Extracting data from complex HTML tables in PHP requires careful handling of table structures, including rowspans, colspans, nested tables, and irregular patterns. This guide provides comprehensive techniques using PHP's built-in DOM manipulation classes.
Key Challenges in Complex Table Extraction
Complex HTML tables often include: - Rowspan and colspan attributes that merge cells - Multi-level headers with nested structure - Irregular cell patterns and missing cells - Nested tables within cells - Mixed content types (text, links, images)

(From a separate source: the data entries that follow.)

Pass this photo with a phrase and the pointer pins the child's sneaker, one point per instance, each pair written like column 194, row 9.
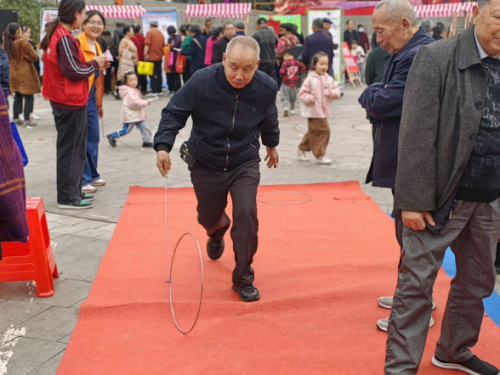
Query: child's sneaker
column 84, row 205
column 324, row 160
column 111, row 140
column 301, row 155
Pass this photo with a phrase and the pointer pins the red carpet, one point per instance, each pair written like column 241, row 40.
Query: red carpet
column 320, row 268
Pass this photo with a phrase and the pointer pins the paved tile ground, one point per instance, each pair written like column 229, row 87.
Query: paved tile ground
column 36, row 331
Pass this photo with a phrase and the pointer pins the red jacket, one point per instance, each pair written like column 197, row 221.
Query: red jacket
column 61, row 60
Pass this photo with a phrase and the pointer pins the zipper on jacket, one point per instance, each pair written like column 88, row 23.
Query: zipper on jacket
column 232, row 128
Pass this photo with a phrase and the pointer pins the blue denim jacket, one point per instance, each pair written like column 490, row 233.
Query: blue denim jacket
column 4, row 72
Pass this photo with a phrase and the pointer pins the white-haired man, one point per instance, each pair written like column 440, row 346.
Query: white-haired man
column 232, row 104
column 448, row 194
column 395, row 23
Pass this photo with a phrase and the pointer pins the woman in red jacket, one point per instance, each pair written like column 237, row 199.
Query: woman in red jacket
column 65, row 84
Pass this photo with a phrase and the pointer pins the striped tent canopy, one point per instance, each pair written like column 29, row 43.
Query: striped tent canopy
column 237, row 10
column 442, row 10
column 123, row 11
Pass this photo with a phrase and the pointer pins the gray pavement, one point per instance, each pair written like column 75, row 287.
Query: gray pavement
column 36, row 331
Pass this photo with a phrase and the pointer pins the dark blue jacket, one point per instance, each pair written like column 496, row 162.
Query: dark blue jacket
column 197, row 54
column 384, row 103
column 4, row 73
column 315, row 43
column 226, row 124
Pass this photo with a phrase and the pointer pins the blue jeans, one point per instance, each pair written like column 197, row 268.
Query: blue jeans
column 90, row 172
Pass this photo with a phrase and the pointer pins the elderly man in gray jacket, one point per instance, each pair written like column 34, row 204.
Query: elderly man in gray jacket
column 447, row 194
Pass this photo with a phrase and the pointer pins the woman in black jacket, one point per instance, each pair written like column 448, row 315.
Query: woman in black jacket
column 196, row 49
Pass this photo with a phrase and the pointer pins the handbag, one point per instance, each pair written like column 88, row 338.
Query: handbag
column 180, row 64
column 19, row 142
column 145, row 68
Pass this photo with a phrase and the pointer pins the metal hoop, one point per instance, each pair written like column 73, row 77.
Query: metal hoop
column 170, row 282
column 285, row 192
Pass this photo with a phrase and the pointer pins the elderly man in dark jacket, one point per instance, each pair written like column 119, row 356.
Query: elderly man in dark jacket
column 232, row 105
column 317, row 42
column 221, row 45
column 447, row 194
column 396, row 25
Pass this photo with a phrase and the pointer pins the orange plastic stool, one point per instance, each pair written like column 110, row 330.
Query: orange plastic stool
column 34, row 260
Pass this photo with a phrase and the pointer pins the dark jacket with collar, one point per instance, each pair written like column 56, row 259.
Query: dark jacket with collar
column 442, row 111
column 219, row 49
column 197, row 54
column 226, row 124
column 4, row 73
column 268, row 40
column 384, row 103
column 317, row 42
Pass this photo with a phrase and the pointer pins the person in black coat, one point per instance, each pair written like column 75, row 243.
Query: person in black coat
column 221, row 45
column 196, row 49
column 316, row 42
column 350, row 33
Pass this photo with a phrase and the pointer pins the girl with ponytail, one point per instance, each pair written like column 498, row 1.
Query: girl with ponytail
column 66, row 85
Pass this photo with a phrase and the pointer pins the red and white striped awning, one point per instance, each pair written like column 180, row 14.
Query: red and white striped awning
column 442, row 10
column 237, row 10
column 122, row 11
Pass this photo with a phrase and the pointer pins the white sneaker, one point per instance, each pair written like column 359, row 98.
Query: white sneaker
column 89, row 189
column 324, row 160
column 383, row 324
column 386, row 302
column 99, row 182
column 301, row 155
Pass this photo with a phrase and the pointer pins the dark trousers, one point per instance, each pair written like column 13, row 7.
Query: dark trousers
column 71, row 128
column 18, row 105
column 268, row 69
column 174, row 81
column 212, row 187
column 157, row 79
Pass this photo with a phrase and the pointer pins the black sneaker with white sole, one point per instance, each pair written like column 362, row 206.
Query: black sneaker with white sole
column 473, row 366
column 247, row 293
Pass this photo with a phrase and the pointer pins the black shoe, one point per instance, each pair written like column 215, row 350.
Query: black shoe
column 112, row 141
column 473, row 366
column 215, row 249
column 247, row 293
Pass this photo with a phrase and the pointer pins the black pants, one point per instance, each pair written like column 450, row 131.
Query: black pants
column 212, row 187
column 174, row 81
column 157, row 78
column 71, row 153
column 18, row 105
column 269, row 69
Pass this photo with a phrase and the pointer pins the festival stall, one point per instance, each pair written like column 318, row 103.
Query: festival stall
column 233, row 10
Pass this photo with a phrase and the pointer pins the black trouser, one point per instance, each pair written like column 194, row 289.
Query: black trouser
column 174, row 81
column 107, row 79
column 18, row 105
column 211, row 187
column 269, row 69
column 71, row 128
column 157, row 79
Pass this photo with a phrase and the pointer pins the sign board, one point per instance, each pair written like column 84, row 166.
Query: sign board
column 336, row 30
column 165, row 16
column 349, row 60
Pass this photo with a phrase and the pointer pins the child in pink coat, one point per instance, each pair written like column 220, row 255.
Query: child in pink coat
column 132, row 114
column 316, row 95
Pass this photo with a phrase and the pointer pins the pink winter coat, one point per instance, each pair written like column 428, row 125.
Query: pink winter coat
column 316, row 95
column 133, row 105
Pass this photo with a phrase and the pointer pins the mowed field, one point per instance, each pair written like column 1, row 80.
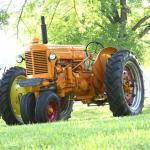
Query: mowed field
column 90, row 128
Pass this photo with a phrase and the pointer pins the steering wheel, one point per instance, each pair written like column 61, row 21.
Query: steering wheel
column 93, row 47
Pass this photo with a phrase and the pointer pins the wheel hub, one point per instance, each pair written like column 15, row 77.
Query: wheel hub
column 52, row 111
column 128, row 85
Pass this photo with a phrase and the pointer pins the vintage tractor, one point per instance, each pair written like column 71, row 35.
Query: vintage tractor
column 57, row 75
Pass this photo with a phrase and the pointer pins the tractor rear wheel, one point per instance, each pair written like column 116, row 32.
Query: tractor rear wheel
column 124, row 84
column 10, row 95
column 27, row 108
column 66, row 108
column 47, row 107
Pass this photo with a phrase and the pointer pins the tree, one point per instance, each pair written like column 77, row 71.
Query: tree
column 118, row 23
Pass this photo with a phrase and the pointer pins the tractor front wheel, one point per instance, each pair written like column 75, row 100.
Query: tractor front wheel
column 27, row 108
column 66, row 108
column 47, row 107
column 124, row 84
column 11, row 94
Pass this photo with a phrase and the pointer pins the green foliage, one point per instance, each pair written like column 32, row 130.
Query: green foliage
column 3, row 17
column 79, row 22
column 89, row 128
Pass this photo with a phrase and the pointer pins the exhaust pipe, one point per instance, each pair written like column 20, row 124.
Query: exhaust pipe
column 44, row 30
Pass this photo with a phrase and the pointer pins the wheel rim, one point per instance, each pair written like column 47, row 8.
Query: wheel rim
column 16, row 93
column 52, row 111
column 132, row 85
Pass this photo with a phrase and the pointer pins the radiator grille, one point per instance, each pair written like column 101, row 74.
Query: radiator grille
column 39, row 62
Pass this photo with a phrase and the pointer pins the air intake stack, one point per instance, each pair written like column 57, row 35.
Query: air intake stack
column 44, row 30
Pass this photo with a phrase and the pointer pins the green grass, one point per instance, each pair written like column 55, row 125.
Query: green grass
column 90, row 128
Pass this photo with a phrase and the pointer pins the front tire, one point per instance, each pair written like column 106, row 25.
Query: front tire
column 124, row 84
column 66, row 108
column 47, row 107
column 27, row 108
column 10, row 95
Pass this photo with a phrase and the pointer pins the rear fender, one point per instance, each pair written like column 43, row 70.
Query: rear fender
column 99, row 67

Method 1: Basic DOMDocument Approach
Simple Table Extraction
<?php
function extractSimpleTable($html) {
$doc = new DOMDocument();
libxml_use_internal_errors(true); // Suppress HTML parsing warnings
$doc->loadHTML($html, LIBXML_HTML_NOIMPLIED | LIBXML_HTML_NODEFDTD);
$xpath = new DOMXPath($doc);
$rows = $xpath->query('//table//tr');
$data = [];
foreach ($rows as $row) {
$cells = $xpath->query('.//td | .//th', $row);
$rowData = [];
foreach ($cells as $cell) {
$rowData[] = trim($cell->textContent);
}
if (!empty($rowData)) {
$data[] = $rowData;
}
}
return $data;
}
// Example usage
$html = '<table>
<tr><th>Name</th><th>Age</th><th>City</th></tr>
<tr><td>John</td><td>25</td><td>New York</td></tr>
<tr><td>Jane</td><td>30</td><td>London</td></tr>
</table>';
$result = extractSimpleTable($html);
print_r($result);
Method 2: Advanced Rowspan/Colspan Handling
Comprehensive Table Parser Class
<?php
class ComplexTableParser {
private $doc;
private $xpath;
private $cellMatrix = [];
public function __construct() {
$this->doc = new DOMDocument();
libxml_use_internal_errors(true);
}
public function parseTable($html, $tableIndex = 0) {
$this->doc->loadHTML($html, LIBXML_HTML_NOIMPLIED | LIBXML_HTML_NODEFDTD);
$this->xpath = new DOMXPath($this->doc);
$tables = $this->xpath->query('//table');
if ($tables->length <= $tableIndex) {
throw new Exception("Table index {$tableIndex} not found");
}
$table = $tables->item($tableIndex);
return $this->extractTableData($table);
}
private function extractTableData($table) {
$rows = $this->xpath->query('.//tr', $table);
$this->cellMatrix = [];
$maxCols = 0;
foreach ($rows as $rowIndex => $row) {
$cells = $this->xpath->query('.//td | .//th', $row);
$colIndex = 0;
foreach ($cells as $cell) {
// Skip already occupied cells (from rowspan/colspan)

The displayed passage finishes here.